Paul Sokolovsky wrote:
> Roughly speaking, the answer would be about the same in idea as answers
> to the following questions:
> [snip]

I would say the difference between this proposal so far and the ones listed
are that they emphasized concrete, real-world examples from existing code
either in the stdlib or "out in the wild", showing clear before and after
benefits of the proposed syntax. It may not seem necessary to the person
proposing the feature and it does take some time to research, but it
creates a drastically stronger argument for the new feature. The code
examples I've seen so far in the proposal have been mostly abstract or
simple toy examples. To get a general idea, I'd recommend looking over the
examples in their respective PEPs, and then try to do something similar in
your own arguments.

> The scholasm of "there's only one way to do it" is getting old for this
> language. Have you already finished explaining everyone why we needed
> assignment expressions, and why Python originally had % as a formatting
> operator, and some people swear to keep not needing anything else?

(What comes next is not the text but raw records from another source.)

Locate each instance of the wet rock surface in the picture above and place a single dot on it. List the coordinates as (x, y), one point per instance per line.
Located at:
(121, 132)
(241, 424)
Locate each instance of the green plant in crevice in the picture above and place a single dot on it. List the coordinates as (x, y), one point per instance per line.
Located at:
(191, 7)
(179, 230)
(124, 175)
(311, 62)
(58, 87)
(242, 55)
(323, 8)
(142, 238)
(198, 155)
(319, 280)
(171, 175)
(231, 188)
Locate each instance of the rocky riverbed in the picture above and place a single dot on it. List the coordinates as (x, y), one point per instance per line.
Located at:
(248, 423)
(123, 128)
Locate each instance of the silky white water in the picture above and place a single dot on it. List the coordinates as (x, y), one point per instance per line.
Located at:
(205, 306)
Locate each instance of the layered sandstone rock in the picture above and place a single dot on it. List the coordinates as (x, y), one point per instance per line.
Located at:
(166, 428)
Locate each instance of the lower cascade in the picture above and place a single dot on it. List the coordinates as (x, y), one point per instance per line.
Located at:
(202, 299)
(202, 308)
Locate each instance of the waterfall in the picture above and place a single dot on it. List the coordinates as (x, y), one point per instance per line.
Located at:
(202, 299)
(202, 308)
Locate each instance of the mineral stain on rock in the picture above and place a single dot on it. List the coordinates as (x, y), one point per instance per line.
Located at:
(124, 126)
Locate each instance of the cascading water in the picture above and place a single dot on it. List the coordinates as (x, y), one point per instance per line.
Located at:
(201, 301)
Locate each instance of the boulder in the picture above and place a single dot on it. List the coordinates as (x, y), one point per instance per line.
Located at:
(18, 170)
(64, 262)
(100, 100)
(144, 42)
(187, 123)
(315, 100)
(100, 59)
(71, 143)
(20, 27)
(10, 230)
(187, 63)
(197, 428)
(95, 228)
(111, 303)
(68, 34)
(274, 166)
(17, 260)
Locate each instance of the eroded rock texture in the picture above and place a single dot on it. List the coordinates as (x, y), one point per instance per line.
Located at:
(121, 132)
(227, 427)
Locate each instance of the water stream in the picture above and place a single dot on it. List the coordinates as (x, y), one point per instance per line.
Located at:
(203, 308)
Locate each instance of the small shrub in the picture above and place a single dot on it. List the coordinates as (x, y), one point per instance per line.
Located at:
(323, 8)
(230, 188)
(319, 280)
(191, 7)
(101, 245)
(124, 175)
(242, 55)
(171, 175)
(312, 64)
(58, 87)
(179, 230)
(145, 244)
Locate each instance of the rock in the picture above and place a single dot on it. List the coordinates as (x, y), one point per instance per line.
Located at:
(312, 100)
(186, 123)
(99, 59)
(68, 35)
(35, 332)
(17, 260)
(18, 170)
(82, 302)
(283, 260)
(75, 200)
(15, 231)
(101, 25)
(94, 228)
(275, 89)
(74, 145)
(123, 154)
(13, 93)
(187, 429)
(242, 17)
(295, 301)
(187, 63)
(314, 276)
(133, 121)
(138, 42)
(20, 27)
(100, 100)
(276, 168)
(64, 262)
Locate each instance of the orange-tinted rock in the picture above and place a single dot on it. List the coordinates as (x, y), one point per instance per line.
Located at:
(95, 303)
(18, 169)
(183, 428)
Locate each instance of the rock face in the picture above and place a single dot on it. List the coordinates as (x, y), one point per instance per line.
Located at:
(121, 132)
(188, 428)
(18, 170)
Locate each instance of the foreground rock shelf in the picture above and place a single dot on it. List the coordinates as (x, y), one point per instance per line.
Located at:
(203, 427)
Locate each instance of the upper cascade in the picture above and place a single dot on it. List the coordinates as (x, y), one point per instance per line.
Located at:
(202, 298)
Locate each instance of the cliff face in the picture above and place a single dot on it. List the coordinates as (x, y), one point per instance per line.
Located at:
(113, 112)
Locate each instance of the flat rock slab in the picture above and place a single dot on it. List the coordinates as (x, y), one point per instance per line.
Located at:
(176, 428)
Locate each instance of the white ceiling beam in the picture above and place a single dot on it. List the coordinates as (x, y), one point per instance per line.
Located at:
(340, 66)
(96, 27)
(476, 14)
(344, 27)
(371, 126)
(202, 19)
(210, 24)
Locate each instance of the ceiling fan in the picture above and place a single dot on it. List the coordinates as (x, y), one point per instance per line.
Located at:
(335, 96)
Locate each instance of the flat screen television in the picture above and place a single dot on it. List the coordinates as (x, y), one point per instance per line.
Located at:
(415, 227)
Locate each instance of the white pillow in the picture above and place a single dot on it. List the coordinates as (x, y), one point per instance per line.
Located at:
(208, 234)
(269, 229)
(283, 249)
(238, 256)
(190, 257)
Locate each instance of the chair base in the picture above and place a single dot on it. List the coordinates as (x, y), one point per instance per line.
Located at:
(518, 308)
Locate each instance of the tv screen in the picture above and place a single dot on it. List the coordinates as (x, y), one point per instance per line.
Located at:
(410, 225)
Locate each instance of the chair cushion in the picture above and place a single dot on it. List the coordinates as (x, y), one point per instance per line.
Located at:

While I agree that it's sometimes okay to go outside the strict bounds of
"only one way to do it", there needs to be adequate justification for doing
so which provides a demonstrable benefit in real-world code. So the default
should be just having one way, unless we have a very strong reason to
consider adding an alternative. This was the case for the features you
mentioned above.

> Please let people learn
> computer science inside Python, not learn bag of tricks to then escape
> in awe and make up haikus along the lines of:
>
> A language, originally for kids,
> Now for grown-up noobs.

Considering the current widespread usage of Python in the software
development industry and others, characterizing it as a language for
"grown-up noobs" seems rather disingenuous (even if partially in jest). We
emphasize readability and beginner-friendliness, but Python is very far
from beginner-only and I don't think it's even reasonable to say that it's
going in that direction. In some ways, it simplifies operations that would
otherwise be more complicated, but that's largely the point of a high-level
language: abstracting the complex and low-level parts to focus more on the
core business logic.

Also, while I can see that blindly relying on "str += part" can be
sidestepping the underlying computer science to some degree, I find that
appending the parts to a list and joining the elements is very conceptually
similar to using a string buffer/builder; even if the syntax differs
significantly from how other languages do it.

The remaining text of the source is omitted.